Southern lightning beast (it is rare to see the suffix “therium” unless the animal is a mammal)
Early Cretaceous (113–100 Mya)
Discovery and publication
Found at Lightning Ridge, New South Wales, sometime before 1909 by opal dealer Tullie Cornthwaite Wollaston. It was named by German palaeontologist Friedrich von Huene in 1932 (along with Rapator and Walgettosuchus). The specimen is held at the Natural History Museum, London, United Kingdom.
The original specimen of Fulgurotherium is a partial opalised femur (only the bottom section is preserved). When it was first described by Friedrich von Huene, he thought it was from a theropod. The discovery of additional dinosaur material at Lightning Ridge led Ralph Molnar and Peter Galton to suggest that Fulgurotherium was, in fact, a small, primitive ornithopod.

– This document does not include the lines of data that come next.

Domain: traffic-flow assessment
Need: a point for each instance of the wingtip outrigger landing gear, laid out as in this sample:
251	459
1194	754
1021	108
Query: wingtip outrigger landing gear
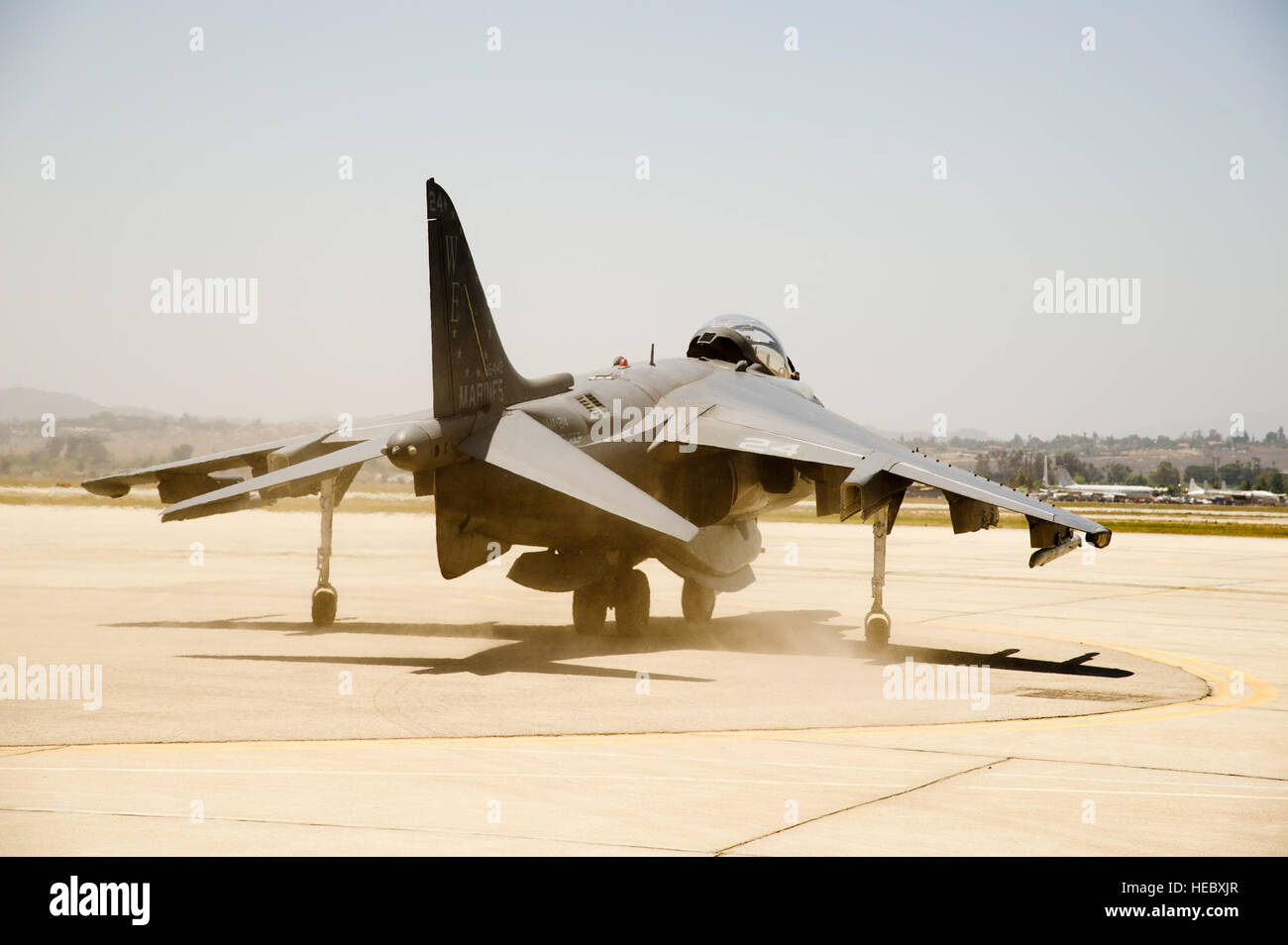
876	625
325	597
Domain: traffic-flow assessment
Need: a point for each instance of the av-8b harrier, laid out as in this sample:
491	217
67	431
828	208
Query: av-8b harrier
671	459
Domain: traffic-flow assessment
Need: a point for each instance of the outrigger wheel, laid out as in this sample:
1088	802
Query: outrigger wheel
325	597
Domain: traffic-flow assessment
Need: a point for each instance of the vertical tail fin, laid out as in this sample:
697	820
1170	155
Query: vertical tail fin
472	370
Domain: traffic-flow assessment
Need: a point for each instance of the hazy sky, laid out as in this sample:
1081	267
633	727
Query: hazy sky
811	167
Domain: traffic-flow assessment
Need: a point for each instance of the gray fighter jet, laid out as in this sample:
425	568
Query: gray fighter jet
671	459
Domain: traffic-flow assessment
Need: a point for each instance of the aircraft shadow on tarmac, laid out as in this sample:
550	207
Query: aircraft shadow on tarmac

Tom Rich and Pat Vickers-Rich suggested that some ornithopod thighbones from Victorian Cretaceous sites were identical to those described by Molnar and Galton from Lightning Ridge. However, because Fulgurotherium was originally only named on the basis of a femur fragment, it is hard to prove that these Victorian bones were from the exact same type of dinosaur rather than a close relative. Currently, Fulgurotherium is considered a “nomen dubium”—a doubtful name.
Even though all that is preserved of Fulgurotherium is a partial limb bone, by comparing it with other similar dinosaurs we can fairly accurately gauge its size: it would have been between 1–1.5m long, and it was a bipedal, herbivorous ornithopod dinosaur.